You know, sometimes I really get a big kick out of watching Grace and Frankie. There are times when I feel like Grace – in need to be in control of things, caring too much about what others may think – and there are times when I feel like Frankie – a complete free spirit with confidence in who she is with no remorse or concern with what others may think. Lately, I’ve been feeling a lot like Grace and less like Frankie.
I’ve been thinking about the finality of moving out of the house and into my own space, and it’s weird. I’ve been back knowing that I no longer live there, wondering why the feelings have permeated through the hard shell I’ve built up to keep them out. I try not to feel anything, but it doesn’t always work. I know that at the end if the day I have to face my feelings and deal with them head on, and there have been some realizations come about regarding my relationship. I’m not ready to make them known yet, and they may never see the light of this page at all. But they are certainly present, and I’m glad I’ve been able to talk to family and friends about them. Hell, being able to be with and talk to family and friends in general has been wonderful and healing.
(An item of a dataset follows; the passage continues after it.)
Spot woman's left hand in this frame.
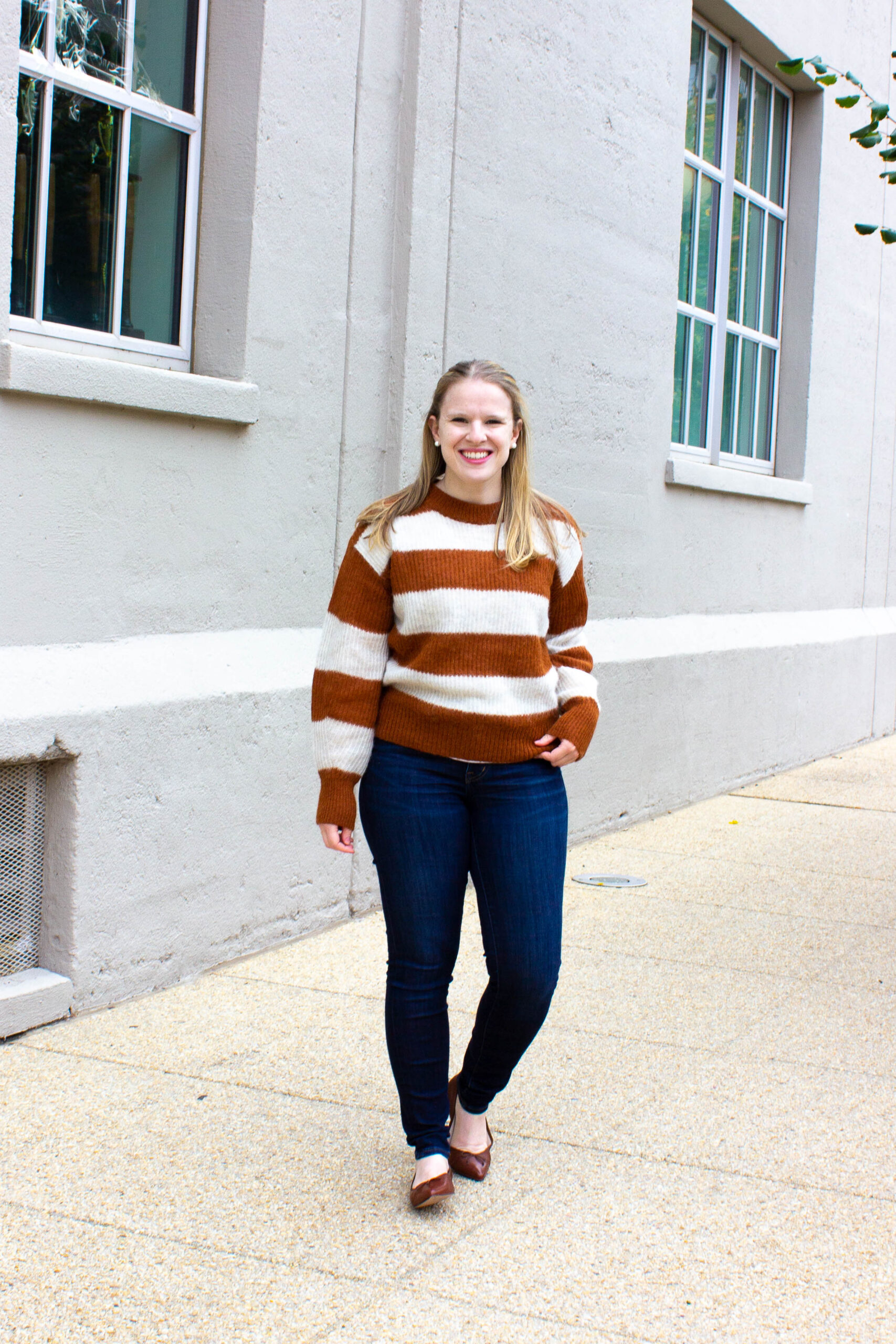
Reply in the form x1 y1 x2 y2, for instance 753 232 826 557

I guess now comes step two – moving out. I’ve been ready to do this for a solid week and have been kicking myself for not starting my lease this weekend instead of next weekend. Then I think of the things that happened over this weekend and sort of feel better. Friday I went out with my Texas bff and watched as firemen in kilts played the bagpipes and drums. They came from all over to play at the Keep Tradition Alive day in Lewisville, and you know what? I felt like I was at home in Cleveland on Saint Patrick’s Day. I had goosebumps and chills, and I was so happy. Last night I went to a Rangers game with a couple of co-workers, and we had a blast (it was a hell of a game, too – grand slam home run, extra innings, and a walk off homer to win the game!). Then we went to a local place to play some pool and have a couple drinks. It was a really late night, but it was worth it. I need times and moments like those because I really do genuinely lose myself in the moment and enjoy spending time with my friends.
As things get more real and more final this week, I know I’ll have to deal with my thoughts and emotions and catalogue them in a way that you would catalogue books. I pray for the courage to keep on keeping on and power through my week. I know there’s a reward/light at the end of the tunnel. All I need to do is remind myself that tomorrow is a new day, and that means a clean slate.